Fisher's letter prompted Wright himself to think about the effects of migration (apparently for the first time), and he replied to Fisher as follows:

I was much interested in your comment on the population number... Since I wrote, I have been trying to get a clearer idea of the effect of diffusion, and I see, at least, that isolation in districts must be much more nearly complete than I realized at first, to permit random fixation of strains.[5, p.256]

Wright then discussed the effect of migration into a district at random from the entire population, and concluded:

I must admit that rather strict isolation is necessary on this basis to maintain appreciable variation of q, and I recognise of course that variation in q does not interfere much with selection unless it is so great as to bring about a U-shaped piling up close to q = 0 and q = 1. I am not entirely clear as to the effects of interchange between adjacent districts with similar q's. Presumably there could be considerably more such interchange without preventing a drifting apart of the q's for more remote districts. However, it seems clear that N must be based on the entire species, unless isolation is substantially complete, in considering the interference with selection.[5, p.256]

Thus, we reach the remarkable result that far from 'disagreeing strongly' with Fisher's position on the point at issue in the correspondence, Wright explicitly agreed with him!
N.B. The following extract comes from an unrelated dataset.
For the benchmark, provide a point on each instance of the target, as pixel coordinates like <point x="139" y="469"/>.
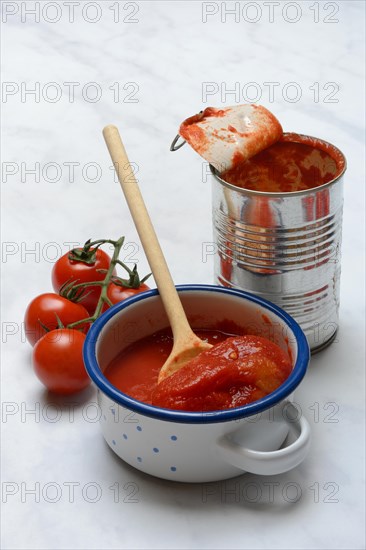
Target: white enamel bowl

In the same letter Wright asked Fisher whether he had published anything on the 'diffusion problem', and Fisher replied:

I have so far published nothing on the 'diffusion problem', but have in the press a book on 'The Genetic [sic] Theory of Natural Selection', which has part of a chapter on the cohesion of species in relation to the problem of their fission. I think it must be generally true that the ancestry of all individuals of a species is practically the same except for the last 100 or perhaps 10,000 generations, and that a gene frequency gradient is maintained by selection between different parts of a species' range. So that well-marked local variations may or may not be incipient species, according as real fission, cessation of diffusion, ultimately supervenes.[5, p.258]
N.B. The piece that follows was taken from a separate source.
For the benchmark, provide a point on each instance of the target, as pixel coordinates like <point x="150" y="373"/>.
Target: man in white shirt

This appears to be Fisher's last comment on the subject before the publication of GTNS in 1930, to which I will turn in a further post.

[1] R. A. Fisher: Eugenics Review, 13, 1921, 467-70, review of A. L. and A. C. Hagedoorn, The Relative Value of the Processes Causing Evolution.
[2] R. A. Fisher: On the Dominance Ratio, 1922 (online)
[3] J. H. Bennett (ed.): Natural Selection, Heredity and Eugenics, Including selected correspondence of R. A. Fisher with Leonard Darwin and others. 1983.
[4] Sewall Wright, Evolution: Selected Papers, ed. William B. Provine, 1986.
[5] William B. Provine: Sewall Wright and Evolutionary Biology, 1986.